Poem Meter Classification of Recited Arabic Poetry: Integrating High-Resource Systems for a Low-Resource Task
Maged S. Al-Shaibani, Zaid Alyafeai, Irfan Ahmad
TL;DR
The paper tackles automatic poem-meter classification for recited Arabic poetry, a low-resource task, by proposing two architectures: an end-to-end Wav2Vec2-based system and a transcription-based pipeline that leverages high-resource ASR and textual-meter classifiers, complemented by a public benchmark. End-to-end results are limited by data size, while the transcription-based approach achieves strong, near-state-of-the-art performance on two datasets, aided by a language-model-enhanced transcription step. The work introduces a public benchmark and demonstrates that integrating high-resource components can effectively address low-resource poetry prosody tasks, with clear implications for Arabic NLP and computational linguistics. Future directions include collecting a larger, diverse dataset, exploring alternative ASR backbones (e.g., Whisper), and further data augmentation and normalization to improve robustness across domains.
Abstract
Arabic poetry is an essential and integral part of Arabic language and culture. It has been used by the Arabs to spot lights on their major events such as depicting brutal battles and conflicts. They also used it, as in many other languages, for various purposes such as romance, pride, lamentation, etc. Arabic poetry has received major attention from linguistics over the decades. One of the main characteristics of Arabic poetry is its special rhythmic structure as opposed to prose. This structure is referred to as a meter. Meters, along with other poetic characteristics, are intensively studied in an Arabic linguistic field called "\textit{Aroud}". Identifying these meters for a verse is a lengthy and complicated process.
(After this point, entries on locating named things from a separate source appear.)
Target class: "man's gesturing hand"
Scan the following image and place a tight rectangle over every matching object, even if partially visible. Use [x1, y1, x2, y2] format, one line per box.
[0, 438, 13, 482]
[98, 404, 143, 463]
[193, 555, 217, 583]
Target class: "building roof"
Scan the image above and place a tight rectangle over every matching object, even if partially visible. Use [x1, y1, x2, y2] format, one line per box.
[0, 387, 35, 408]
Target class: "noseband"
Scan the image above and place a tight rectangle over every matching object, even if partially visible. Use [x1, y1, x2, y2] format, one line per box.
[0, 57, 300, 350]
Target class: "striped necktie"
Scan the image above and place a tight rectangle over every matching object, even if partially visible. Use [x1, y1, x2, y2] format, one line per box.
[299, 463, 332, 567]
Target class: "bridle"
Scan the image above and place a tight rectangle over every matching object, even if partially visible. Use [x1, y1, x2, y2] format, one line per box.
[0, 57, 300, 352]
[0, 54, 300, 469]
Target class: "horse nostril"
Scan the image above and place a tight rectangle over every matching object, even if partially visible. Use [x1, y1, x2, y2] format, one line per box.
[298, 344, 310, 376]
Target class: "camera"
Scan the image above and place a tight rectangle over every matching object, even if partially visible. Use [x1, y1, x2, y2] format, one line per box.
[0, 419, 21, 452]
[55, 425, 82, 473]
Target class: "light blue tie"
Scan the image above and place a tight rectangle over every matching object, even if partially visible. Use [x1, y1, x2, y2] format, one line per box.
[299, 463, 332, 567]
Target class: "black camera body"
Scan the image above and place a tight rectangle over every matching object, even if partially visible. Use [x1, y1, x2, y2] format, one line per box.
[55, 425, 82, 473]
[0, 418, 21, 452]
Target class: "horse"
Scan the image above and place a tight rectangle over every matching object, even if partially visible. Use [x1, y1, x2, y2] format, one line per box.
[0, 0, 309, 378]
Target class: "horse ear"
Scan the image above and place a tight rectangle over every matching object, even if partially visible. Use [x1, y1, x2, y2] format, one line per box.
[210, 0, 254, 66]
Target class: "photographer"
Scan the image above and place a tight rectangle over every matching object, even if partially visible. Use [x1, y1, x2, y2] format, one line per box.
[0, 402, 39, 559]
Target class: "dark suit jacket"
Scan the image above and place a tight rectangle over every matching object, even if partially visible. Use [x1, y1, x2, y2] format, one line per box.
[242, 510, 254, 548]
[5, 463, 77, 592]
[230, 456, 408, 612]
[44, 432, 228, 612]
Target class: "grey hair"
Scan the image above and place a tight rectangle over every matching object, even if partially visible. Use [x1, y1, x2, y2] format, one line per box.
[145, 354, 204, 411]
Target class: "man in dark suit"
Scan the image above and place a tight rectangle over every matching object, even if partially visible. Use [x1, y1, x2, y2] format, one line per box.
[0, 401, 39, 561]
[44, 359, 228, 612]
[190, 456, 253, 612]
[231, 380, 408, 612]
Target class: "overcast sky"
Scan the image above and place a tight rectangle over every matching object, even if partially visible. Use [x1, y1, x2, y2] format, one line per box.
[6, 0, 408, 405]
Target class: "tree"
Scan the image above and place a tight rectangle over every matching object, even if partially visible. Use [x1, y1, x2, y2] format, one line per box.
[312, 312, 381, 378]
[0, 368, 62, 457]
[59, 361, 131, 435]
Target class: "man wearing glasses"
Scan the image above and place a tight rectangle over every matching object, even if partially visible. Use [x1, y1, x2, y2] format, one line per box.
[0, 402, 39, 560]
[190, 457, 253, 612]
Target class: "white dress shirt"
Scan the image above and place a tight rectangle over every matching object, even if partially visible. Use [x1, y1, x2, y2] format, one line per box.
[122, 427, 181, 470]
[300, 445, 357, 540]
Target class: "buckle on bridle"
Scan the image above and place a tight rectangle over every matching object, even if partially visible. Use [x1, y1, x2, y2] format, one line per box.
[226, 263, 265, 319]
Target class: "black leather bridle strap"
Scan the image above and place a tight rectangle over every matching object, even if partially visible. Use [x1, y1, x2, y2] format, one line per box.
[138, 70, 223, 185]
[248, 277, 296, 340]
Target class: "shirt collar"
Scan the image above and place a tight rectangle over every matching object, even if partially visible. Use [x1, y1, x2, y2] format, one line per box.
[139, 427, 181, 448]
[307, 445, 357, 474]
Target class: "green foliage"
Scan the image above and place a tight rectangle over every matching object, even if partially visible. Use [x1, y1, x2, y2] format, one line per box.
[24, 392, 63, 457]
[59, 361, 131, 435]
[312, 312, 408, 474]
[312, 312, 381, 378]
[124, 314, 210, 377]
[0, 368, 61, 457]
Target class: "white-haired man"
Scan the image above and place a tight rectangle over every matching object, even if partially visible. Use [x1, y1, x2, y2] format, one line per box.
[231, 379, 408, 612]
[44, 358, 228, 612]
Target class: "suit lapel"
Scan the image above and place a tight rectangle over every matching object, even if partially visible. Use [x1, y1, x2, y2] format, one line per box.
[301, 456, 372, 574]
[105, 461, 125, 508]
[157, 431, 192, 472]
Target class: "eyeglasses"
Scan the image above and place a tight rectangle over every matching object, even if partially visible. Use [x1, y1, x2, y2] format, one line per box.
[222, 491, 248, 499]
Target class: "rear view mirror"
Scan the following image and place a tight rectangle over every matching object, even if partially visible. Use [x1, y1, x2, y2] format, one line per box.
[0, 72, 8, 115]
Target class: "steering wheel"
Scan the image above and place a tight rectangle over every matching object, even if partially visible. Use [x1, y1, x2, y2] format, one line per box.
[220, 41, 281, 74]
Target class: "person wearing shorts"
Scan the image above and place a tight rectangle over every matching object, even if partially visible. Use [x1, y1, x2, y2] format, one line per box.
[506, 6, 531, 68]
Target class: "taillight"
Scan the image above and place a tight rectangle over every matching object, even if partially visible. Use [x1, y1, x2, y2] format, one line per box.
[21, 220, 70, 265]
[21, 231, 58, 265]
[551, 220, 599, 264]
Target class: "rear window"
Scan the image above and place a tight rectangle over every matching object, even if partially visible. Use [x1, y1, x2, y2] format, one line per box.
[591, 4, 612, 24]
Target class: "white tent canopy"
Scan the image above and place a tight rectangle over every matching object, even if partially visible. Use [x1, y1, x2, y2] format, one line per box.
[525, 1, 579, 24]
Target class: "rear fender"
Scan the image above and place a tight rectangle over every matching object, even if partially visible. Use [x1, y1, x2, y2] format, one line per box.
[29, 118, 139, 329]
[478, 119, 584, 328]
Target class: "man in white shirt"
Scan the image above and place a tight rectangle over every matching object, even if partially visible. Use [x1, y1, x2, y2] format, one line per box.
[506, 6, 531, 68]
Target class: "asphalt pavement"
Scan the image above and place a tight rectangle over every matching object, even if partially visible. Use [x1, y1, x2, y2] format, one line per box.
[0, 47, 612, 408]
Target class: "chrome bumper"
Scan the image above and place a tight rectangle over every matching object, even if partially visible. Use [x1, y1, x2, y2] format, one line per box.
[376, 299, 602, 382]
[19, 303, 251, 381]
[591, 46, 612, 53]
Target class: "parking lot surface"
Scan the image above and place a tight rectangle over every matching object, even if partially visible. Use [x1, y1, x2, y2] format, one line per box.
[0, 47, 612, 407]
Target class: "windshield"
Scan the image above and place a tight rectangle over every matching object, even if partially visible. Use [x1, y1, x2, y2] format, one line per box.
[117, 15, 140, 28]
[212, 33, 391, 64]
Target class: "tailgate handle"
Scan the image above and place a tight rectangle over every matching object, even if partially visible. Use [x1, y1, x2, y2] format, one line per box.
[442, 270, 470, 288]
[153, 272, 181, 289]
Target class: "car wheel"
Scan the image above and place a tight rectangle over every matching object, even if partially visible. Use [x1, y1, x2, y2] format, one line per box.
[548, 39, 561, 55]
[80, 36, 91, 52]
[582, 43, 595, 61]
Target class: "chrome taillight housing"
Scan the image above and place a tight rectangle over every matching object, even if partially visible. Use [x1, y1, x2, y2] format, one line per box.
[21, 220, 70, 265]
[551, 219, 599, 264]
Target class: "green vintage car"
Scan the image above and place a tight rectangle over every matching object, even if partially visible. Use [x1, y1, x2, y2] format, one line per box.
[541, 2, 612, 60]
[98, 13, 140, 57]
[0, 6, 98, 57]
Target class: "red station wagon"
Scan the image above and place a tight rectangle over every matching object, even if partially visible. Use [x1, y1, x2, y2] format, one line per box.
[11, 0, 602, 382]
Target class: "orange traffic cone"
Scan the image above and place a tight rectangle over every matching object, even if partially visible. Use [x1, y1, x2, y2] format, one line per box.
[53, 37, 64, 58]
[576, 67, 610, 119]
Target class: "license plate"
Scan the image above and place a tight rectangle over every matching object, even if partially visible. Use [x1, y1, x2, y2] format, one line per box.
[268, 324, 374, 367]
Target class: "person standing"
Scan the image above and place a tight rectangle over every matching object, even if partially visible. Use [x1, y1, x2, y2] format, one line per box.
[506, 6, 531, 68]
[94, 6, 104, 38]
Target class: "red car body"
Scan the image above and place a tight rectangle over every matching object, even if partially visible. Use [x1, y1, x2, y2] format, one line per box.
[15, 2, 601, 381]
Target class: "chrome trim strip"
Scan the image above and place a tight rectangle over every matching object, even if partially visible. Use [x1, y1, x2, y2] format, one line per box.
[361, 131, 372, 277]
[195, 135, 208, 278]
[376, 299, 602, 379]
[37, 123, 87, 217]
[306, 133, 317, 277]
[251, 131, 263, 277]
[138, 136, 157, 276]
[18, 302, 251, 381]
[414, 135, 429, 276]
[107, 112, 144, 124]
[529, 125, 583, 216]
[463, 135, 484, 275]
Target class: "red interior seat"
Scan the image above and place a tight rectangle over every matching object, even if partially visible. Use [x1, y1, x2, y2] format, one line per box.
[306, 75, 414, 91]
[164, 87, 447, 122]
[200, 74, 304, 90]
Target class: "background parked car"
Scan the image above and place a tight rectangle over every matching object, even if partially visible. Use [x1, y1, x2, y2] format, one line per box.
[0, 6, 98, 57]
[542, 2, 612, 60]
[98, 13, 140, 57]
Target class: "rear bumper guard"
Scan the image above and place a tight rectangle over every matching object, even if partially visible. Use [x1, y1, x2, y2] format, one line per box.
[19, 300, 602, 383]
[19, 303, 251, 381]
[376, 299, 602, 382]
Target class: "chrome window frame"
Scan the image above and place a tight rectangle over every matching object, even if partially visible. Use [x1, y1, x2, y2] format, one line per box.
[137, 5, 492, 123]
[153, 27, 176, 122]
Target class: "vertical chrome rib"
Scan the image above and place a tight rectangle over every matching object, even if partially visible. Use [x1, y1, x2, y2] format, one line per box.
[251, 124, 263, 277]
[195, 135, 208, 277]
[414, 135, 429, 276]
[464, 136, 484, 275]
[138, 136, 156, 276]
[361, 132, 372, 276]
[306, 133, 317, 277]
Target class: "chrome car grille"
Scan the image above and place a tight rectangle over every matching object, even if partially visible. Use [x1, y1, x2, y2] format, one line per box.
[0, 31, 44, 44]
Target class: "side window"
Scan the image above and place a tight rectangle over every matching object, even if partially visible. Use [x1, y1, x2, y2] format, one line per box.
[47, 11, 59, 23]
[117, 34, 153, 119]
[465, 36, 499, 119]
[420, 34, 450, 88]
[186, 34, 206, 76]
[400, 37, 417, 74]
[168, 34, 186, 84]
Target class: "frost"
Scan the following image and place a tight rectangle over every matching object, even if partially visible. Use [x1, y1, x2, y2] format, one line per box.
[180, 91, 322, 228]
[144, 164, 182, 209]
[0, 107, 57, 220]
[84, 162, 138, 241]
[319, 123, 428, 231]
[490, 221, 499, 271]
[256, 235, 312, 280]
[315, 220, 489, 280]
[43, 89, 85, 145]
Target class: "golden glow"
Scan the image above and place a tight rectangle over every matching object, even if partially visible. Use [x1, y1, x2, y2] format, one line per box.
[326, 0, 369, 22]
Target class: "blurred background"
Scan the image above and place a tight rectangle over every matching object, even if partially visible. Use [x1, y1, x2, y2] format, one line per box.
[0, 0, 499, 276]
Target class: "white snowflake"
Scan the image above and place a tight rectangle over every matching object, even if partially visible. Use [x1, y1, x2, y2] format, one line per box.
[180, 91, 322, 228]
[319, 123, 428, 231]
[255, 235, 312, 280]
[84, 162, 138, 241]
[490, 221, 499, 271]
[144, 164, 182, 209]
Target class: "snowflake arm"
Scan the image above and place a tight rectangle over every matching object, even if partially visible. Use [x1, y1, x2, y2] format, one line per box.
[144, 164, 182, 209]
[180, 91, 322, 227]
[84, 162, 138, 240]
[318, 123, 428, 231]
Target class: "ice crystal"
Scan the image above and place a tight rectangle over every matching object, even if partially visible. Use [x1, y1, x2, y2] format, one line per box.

It also requires technical knowledge in \textit{Aruod}. For recited poetry, it adds an extra layer of processing. Developing systems for automatic identification of poem meters for recited poems need large amounts of labelled data. In this study, we propose a state-of-the-art framework to identify the poem meters of recited Arabic poetry, where we integrate two separate high-resource systems to perform the low-resource task. To ensure generalization of our proposed architecture, we publish a benchmark for this task for future research.